2009年10月9日金曜日

落選東京の戦略ミス

 以前の招致活動のときには、IOCに効く顔が多かったと言われています。JOC元会長の堤義明氏、ピンポン外交の故・荻村伊知朗元国際卓球連盟会長などのように、国際スポーツ人脈に長けて人たちが多くいたということです。島国日本では、そういう人も育ちにくいのでしょうが、スポーツの国際人も育てる必要があります。今では、柔道の山下泰裕氏などが、そうなるのでしょうが、山下氏は、国際柔道連盟の理事からもはずれています。そして、山下氏を招致大使に任命して、海外のIOC委員に会いに行かせますと、招致大使になったがために招致ルールに抵触しかねないということで、「スケジュール帳からわたしと会ったことを削除してくれ」と言われたと、山下氏が述懐しています。ロビー活動は、こっそりやるべきだということは、世の常識です。
 北島康介氏は、現在の日本のアスリートでは、もっともよく知られている一人と思うのですが、コペンハーゲンには行っていません。もう、最初から諦めていたのでしょうか。室伏氏、小谷氏などで、よかったのでしょうか。スポーツとして、マイナーな気がします。
 また、投票の際のアジア票は19票あります。これを基礎票にして、積み上げていかねばならないのですが、次のオリンピックに名乗りをあげたいところは、今回、アジアで開催されると2020年の開催には不利になるということで、リオなどに投票したようです。また、アフリカ諸国は、リオに流れました。次はサッカーと同じようにオリンピックもアフリカに持ってこよう。そのためには、リオで「南米初」、アフリカで「アフリカ初」の流れを作ろうと考えたのでしょう。
 そう考えて来ると、次にインドあたりが立候補すると、日本での開催の芽はないように思われますが、このIOCの選挙は、国政選挙と違って、現物に近いものが動くようです。要は、スポーツの祭典といいながら、水面下では、もっとドロドロしたものが動くようです。これが、1票を確実にとるためには、有効なのでしょう。東京は、150億円かけて、約20票しかとれませんでした。1票7.5億円です。2012年のロンドンの招致にかけた費用が60憶円と言われています。大阪が30億円でした。これから見ますと、東京が1票とるのにもっとも効率が悪かったといえます。何のための招致活動、招致費用だったのでしょう。

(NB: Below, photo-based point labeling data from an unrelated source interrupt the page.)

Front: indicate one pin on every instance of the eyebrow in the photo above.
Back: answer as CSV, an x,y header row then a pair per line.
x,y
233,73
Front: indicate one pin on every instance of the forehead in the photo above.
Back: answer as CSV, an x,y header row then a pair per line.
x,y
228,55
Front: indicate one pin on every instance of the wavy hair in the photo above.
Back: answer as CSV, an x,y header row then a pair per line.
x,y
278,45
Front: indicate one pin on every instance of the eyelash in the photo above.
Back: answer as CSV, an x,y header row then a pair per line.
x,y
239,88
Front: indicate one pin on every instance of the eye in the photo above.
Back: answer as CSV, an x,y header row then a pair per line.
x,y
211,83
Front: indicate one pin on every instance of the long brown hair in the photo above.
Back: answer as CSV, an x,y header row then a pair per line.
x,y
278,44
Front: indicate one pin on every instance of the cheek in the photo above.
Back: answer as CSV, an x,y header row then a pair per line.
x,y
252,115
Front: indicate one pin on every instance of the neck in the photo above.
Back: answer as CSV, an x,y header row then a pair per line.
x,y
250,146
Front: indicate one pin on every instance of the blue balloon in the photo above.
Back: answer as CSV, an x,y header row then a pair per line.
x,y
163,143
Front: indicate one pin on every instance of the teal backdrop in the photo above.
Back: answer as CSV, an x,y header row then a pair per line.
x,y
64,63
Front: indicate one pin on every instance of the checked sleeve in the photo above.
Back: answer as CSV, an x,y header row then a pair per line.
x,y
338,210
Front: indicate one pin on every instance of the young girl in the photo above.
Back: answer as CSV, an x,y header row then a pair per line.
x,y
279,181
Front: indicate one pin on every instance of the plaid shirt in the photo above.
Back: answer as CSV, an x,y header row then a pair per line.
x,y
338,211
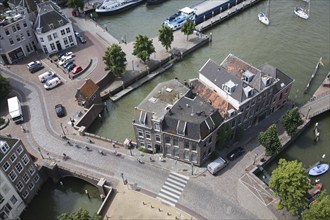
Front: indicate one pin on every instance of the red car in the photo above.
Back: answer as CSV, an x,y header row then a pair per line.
x,y
76,70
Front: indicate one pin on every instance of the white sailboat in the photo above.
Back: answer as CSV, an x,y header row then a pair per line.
x,y
300,12
263,18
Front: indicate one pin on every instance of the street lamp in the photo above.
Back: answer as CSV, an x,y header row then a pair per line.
x,y
255,157
122,176
40,153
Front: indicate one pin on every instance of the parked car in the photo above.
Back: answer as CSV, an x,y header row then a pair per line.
x,y
52,83
76,69
34,66
65,59
70,67
65,65
46,76
80,37
59,109
232,155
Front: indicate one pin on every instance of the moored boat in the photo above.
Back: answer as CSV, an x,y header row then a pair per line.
x,y
318,169
115,6
200,12
155,2
263,18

このような「・・初」といったムードを作らせずに、IOC委員が「まいった」というような企画を考えるべきでしょう。今回のプレゼンも、「招致委員会」が作ったものではなく、イギリスの代理店に企画構成などすべて委託したわけです。このために東京の情報が漏れていたとも言われています。
肝心の現地には、多くの委員が高い費用をかけて行き、1着30万円のブレザーを着ていましたが、「東京は何人来ているのだ」と笑われていました。しかし、ロビー活動は、せずにプレゼンのリハーサルばかりやっていたそうです。
 結局は、司令官が悪かったのでしょう。猛省していただきたいものです。たしかに、オリンピック開催は、夢がありますので、夢に終わらせないためには、いかにしたら勝てるかを次の世代に残してほしいものです。